In longitudinal mode, harmonized files are written next to each session’s original radiomics output:

derivatives/oncoprep/sub-001/ses-01/anat/
  sub-001_ses-01_desc-radiomics_features.json        ← original
  sub-001_ses-01_desc-radiomicsCombat_features.json   ← harmonized

derivatives/oncoprep/sub-001/ses-02/anat/
  sub-001_ses-02_desc-radiomics_features.json        ← original
  sub-001_ses-02_desc-radiomicsCombat_features.json   ← harmonized

Output Files

File

Description

sub-XXX_desc-radiomicsCombat_features.json

Per-subject (or per-session) harmonized features in the same nested JSON structure as the original

combat_batch.csv

Auto-generated batch CSV (when --generate-combat-batch is used)

group_combat_report.html

HTML report with summary statistics, batch distribution, variance reduction, and per-subject output listing

HTML Report

The group-level ComBat report includes:

  • Summary cards: number of observations, scanner batches, features harmonized, and mean variance change

  • Unique subjects card (longitudinal only)

  • Configuration table: parametric vs. non-parametric, longitudinal mode, algorithm and implementation references

  • Biological covariates: which covariates were preserved

  • Batch distribution: per-batch observation counts

  • Output file listing: every harmonized JSON file written

CLI Reference

Flag

Description

Default

--combat-batch CSV

Custom batch CSV (columns: subject_id, batch, optional covariates)

None

--combat-parametric

Parametric empirical Bayes priors

True

--combat-nonparametric

Non-parametric empirical Bayes

False

--generate-combat-batch

Auto-generate batch CSV from BIDS sidecars

False

Python API

from pathlib import Path
from oncoprep.workflows.group import (
    generate_combat_batch_csv,
    run_group_analysis,
)

# Auto-generate batch CSV
generate_combat_batch_csv(
    bids_dir=Path("/data/bids"),
    output_csv=Path("/data/derivatives/oncoprep/combat_batch.csv"),
)

# Run group-level ComBat
retcode = run_group_analysis(
    output_dir=Path("/data/derivatives"),
    bids_dir=Path("/data/bids"),
    generate_batch_csv=True,
    combat_parametric=True,
)

Lower-level functions

from oncoprep.workflows.group import (
    _collect_radiomics_jsons,
    _run_combat_harmonization,
    _flatten_features,
    _unflatten_features,
)

# Collect all per-observation radiomics JSONs
obs_files = _collect_radiomics_jsons(
    output_dir=Path("/data/derivatives"),
    participant_label=["sub-001", "sub-002"],
)

# Run ComBat directly
_run_combat_harmonization(
    output_dir=Path("/data/derivatives"),
    batch_file="/data/derivatives/oncoprep/combat_batch.csv",
    parametric=True,
)

Requirements

ComBat harmonization requires the radiomics optional dependency group:

pip install "oncoprep[radiomics]"

This installs neuroCombat>=0.2.12 along with PyRadiomics and other radiomics dependencies.

References

  • Johnson, W. E., Li, C., & Rabinovic, A. (2007). Adjusting batch effects in microarray expression data using empirical Bayes methods. Biostatistics, 8(1), 118–127.

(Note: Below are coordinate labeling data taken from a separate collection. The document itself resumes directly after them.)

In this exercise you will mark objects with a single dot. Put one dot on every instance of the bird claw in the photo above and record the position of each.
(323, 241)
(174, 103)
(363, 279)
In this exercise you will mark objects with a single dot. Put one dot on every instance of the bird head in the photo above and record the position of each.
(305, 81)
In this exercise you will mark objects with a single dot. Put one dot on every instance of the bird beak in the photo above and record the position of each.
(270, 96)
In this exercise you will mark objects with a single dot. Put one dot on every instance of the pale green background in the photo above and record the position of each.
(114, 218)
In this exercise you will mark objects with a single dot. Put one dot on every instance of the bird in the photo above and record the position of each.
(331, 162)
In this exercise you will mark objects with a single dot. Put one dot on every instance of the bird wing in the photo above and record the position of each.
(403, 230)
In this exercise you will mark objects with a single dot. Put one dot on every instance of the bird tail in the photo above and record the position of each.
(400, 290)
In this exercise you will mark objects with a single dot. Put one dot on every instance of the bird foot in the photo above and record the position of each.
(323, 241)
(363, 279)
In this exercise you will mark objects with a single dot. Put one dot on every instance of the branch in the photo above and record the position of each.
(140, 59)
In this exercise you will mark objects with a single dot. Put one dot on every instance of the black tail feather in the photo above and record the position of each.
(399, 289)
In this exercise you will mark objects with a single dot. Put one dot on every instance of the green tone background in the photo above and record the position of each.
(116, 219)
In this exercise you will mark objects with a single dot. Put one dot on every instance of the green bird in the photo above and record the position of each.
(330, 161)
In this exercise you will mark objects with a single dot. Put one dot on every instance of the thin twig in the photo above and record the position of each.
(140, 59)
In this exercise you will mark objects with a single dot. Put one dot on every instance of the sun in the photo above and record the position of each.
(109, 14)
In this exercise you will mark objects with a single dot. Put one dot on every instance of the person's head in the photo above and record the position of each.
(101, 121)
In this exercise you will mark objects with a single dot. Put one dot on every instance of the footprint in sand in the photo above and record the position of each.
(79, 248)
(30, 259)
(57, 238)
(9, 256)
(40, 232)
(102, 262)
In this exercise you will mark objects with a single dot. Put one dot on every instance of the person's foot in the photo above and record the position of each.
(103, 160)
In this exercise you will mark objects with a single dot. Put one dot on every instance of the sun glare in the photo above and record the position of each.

  • Fortin, J.-P. et al. (2018). Harmonization of cortical thickness measurements across scanners and sites. NeuroImage, 167, 104–120.

  • Pati, S. et al. (2024). Reproducibility of the tumor-habitat MRI biomarker DESMOND. AJNR Am J Neuroradiol, 45(9), 1291–1298.

  • Beer, J. C. et al. (2020). Longitudinal ComBat: A method for harmonizing longitudinal multi-scanner imaging data. NeuroImage, 220, 117129.